Pour revenir à Carey Price, on peut imaginer que c’est la longueur du contrat qui cause problème. Évidemment, il mène encore la position avec un impact de 10,5 M$, mais la vérité, c’est que le Canadien a assez de place sur la masse pour éviter que ce soit présentement un problème.

Là où c’est plus problématique par contre, c’est qu’il reste encore six saisons à cette entente et dans un contexte où la hausse du plafond salarial sera fixe en raison de la COVID-19, le Tricolore n’aura pas plus de marge de manœuvre de ce côté pour avaler la pilule plus facilement.

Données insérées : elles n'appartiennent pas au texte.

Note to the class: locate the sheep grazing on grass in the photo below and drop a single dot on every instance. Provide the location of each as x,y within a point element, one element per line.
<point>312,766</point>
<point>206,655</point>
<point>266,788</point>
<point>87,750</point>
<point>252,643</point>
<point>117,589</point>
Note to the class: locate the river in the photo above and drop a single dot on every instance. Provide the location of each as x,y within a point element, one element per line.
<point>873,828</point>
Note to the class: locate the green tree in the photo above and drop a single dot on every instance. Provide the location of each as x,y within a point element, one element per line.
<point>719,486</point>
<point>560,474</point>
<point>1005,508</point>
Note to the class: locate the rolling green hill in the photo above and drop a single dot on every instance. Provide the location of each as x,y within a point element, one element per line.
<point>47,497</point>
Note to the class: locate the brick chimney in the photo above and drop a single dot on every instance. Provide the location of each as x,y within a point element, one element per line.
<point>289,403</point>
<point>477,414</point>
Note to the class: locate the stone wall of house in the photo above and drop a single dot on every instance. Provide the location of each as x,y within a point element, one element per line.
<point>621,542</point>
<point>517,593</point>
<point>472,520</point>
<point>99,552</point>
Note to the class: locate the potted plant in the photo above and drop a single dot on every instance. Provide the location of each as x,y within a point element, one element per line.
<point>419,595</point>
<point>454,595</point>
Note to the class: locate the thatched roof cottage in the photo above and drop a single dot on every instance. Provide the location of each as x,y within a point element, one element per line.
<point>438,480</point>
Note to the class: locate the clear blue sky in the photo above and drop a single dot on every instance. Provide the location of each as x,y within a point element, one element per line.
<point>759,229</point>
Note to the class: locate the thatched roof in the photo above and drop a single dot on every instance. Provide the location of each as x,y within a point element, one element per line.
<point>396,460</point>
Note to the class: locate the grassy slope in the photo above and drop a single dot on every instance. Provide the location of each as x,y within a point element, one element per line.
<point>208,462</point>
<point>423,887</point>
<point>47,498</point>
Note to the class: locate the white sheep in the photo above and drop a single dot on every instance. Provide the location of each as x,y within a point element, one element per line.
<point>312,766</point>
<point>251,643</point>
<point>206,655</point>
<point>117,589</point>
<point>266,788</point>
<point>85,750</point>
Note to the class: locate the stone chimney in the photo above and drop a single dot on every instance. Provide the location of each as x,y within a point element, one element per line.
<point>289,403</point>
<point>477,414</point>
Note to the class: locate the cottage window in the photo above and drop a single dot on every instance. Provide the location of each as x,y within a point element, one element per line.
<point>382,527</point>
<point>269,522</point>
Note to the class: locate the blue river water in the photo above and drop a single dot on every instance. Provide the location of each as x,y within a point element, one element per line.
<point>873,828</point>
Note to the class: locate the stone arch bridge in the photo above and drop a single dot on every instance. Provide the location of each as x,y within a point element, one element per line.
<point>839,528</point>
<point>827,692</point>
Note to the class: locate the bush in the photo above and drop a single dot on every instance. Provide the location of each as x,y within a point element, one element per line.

Celle-ci aurait été importante parce que les performances du gardien sont en déclin avec l’âge, ce qui est parfaitement normal. Il ne pourra donc pas maintenir ses performances pour justifier son impact de 10,5 M$ (et plusieurs croient que ce n’est pas déjà le cas) pendant toute la durée de l’entente.

Le Canadien savait certainement ça au moment de signer l’entente, mais ils pariaient sur le fait que le plafond allaient continuer de monter sachant que 10,5 M$ sur un plafond de 100 M$, par exemple, est beaucoup plus facile à avaler qu’avec un plafond de 80 M$.

La bonne nouvelle pour Montréal, c’est que les finances du club allègent le fardeau monétaire de l’entente, ce qui pourrait le rendre plus facile à échanger. Après le 1er juillet prochain, près de la moitié des bonus de signature de Carey Price (34,75 M$ sur 70 M$) lui auront été versés, ce qui fait en sorte que le contrat va être beaucoup plus dommageable pour le plafond que pour les finances à partir de ce moment-là.